National college media keynote speaker discusses the future of print journalism

(AUSTIN, TEXAS) – The future of journalism is online as newspapers seek to cut printing costs, Pulitzer Prize winning journalist Ken Herman told student journalist gathered for the College Media Association convention.

“The goal is to get rid of the print edition of the paper,” Herman said.

Herman said, noting printing and delivery costs are viewed as expendable.

“Newspapers were a little slow to realize the importance of the Internet,” Herman said. “Print doesn’t compare to the amount of people that can be reached by digital media.

It is all part of the transition, Herman said.

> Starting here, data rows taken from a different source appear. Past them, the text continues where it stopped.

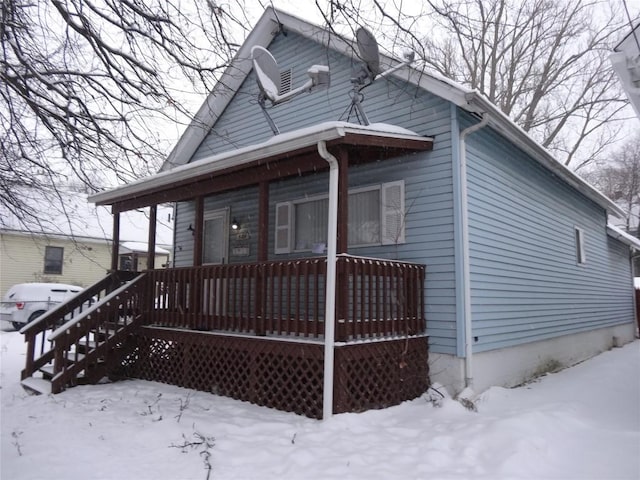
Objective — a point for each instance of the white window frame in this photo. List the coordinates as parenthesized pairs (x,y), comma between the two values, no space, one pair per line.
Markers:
(285,218)
(581,254)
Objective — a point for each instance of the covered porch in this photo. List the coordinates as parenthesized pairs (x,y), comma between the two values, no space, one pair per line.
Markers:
(272,331)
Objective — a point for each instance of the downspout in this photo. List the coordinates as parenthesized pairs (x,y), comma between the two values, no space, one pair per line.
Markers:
(330,291)
(466,273)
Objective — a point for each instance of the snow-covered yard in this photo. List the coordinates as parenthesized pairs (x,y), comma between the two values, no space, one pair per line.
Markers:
(583,422)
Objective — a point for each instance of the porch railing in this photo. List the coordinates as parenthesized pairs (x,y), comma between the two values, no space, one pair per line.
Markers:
(375,298)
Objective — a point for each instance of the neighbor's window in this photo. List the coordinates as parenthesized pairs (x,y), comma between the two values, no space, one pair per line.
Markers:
(375,217)
(53,257)
(581,256)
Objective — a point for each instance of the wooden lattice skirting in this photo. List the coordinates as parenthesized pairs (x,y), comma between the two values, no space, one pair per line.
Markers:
(281,374)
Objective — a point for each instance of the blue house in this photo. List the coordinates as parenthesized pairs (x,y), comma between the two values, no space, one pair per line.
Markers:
(415,234)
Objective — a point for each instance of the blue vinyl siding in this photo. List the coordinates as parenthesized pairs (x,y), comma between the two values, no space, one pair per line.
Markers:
(428,181)
(526,282)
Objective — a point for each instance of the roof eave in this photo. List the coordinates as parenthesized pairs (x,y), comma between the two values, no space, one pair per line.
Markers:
(278,145)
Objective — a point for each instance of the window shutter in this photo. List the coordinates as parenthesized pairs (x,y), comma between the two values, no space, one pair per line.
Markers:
(393,212)
(283,228)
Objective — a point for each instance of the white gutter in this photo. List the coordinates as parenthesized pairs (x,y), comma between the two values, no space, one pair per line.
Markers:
(466,274)
(330,291)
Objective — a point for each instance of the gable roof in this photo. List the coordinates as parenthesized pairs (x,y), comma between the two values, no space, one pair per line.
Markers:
(272,21)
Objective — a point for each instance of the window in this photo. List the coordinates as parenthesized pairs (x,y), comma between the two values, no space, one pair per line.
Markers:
(53,257)
(376,216)
(581,256)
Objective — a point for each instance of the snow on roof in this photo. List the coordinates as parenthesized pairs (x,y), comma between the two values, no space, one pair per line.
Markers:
(623,236)
(69,214)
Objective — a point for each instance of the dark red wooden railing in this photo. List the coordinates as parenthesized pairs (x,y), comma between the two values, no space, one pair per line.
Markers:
(375,298)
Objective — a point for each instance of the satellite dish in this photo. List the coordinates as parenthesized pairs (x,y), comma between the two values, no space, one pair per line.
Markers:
(268,77)
(267,71)
(368,48)
(370,71)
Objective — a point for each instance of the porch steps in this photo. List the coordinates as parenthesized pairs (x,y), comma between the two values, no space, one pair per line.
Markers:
(37,386)
(89,348)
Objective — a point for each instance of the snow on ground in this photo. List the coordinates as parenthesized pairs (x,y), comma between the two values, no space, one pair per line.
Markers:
(581,423)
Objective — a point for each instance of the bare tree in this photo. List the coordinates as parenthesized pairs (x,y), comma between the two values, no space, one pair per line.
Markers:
(544,63)
(89,87)
(86,87)
(619,178)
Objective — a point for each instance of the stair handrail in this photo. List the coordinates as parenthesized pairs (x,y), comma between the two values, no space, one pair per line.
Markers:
(62,329)
(75,329)
(78,300)
(53,317)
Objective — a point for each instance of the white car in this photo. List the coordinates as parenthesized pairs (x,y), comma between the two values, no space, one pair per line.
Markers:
(25,302)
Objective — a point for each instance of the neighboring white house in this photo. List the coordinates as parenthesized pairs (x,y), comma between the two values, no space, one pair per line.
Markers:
(75,246)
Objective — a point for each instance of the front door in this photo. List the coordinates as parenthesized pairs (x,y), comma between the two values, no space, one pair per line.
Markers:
(215,235)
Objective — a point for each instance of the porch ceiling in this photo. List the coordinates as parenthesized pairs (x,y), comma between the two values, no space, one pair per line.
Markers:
(282,156)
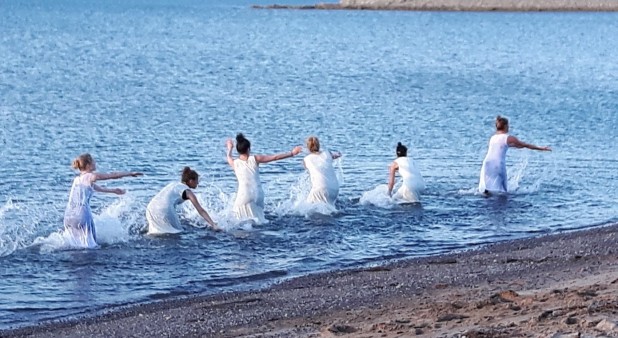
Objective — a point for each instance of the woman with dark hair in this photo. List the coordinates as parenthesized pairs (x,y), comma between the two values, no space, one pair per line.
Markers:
(413,183)
(249,203)
(324,183)
(493,173)
(161,211)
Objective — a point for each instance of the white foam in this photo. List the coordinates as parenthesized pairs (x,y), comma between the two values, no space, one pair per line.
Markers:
(378,197)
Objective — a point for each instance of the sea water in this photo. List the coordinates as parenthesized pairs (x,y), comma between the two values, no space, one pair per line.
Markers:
(153,86)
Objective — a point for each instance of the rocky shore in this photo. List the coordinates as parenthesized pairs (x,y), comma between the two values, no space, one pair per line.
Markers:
(462,5)
(561,285)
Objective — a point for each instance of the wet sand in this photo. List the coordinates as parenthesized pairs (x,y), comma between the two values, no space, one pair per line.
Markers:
(461,5)
(562,285)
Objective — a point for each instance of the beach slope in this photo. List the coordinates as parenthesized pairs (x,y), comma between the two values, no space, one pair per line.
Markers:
(561,285)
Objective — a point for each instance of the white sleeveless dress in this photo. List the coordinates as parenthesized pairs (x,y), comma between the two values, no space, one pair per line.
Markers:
(493,173)
(78,220)
(161,212)
(249,203)
(413,183)
(324,183)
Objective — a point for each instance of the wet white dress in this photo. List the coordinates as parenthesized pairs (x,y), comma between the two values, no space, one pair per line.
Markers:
(413,183)
(324,183)
(493,173)
(249,203)
(161,212)
(78,221)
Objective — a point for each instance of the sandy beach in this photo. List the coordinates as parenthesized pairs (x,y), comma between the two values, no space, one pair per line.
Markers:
(461,5)
(560,285)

“There is more and better (news) covered online,” Herman said.

Herman used the example that if a sporting event takes place late on Saturday evening the Sunday print edition is going to advise readers to see the story posted on the website.

Herman has seen many changes in the news business over his career and said that there are people in the younger generations that will never pick up a newspaper.

“Younger people will not read it,” Herman said. “Ten to 15 years all newspapers will be moving online.”

In the 80’s and 90’s they told us we needed to get more young people reading the paper, Herman said. “Total failure,” he said.

Young people will grow older, graduate college, get married, raise children and begin paying more attention to the things around them, he said, noting that as people get older, they pay more attention to events. Yet that doesn’t mean younger generations will pick up printed newspapers.

Herman concluded his address by fielding questions from the student journalists about his career and the difficulties experienced with transitioning to a digital format.

Herman began his journalism career in 1975 and worked for local papers, The Associated Press in various locations and then the American Statesman in Austin, Texas, as Capitol Bureau Chief.

Herman won the Pulitzer for meritorious public service in 1977, while working the Lufkin Daily News.

“We should expose ourselves to things we disagree with – makes us better people,” Herman said.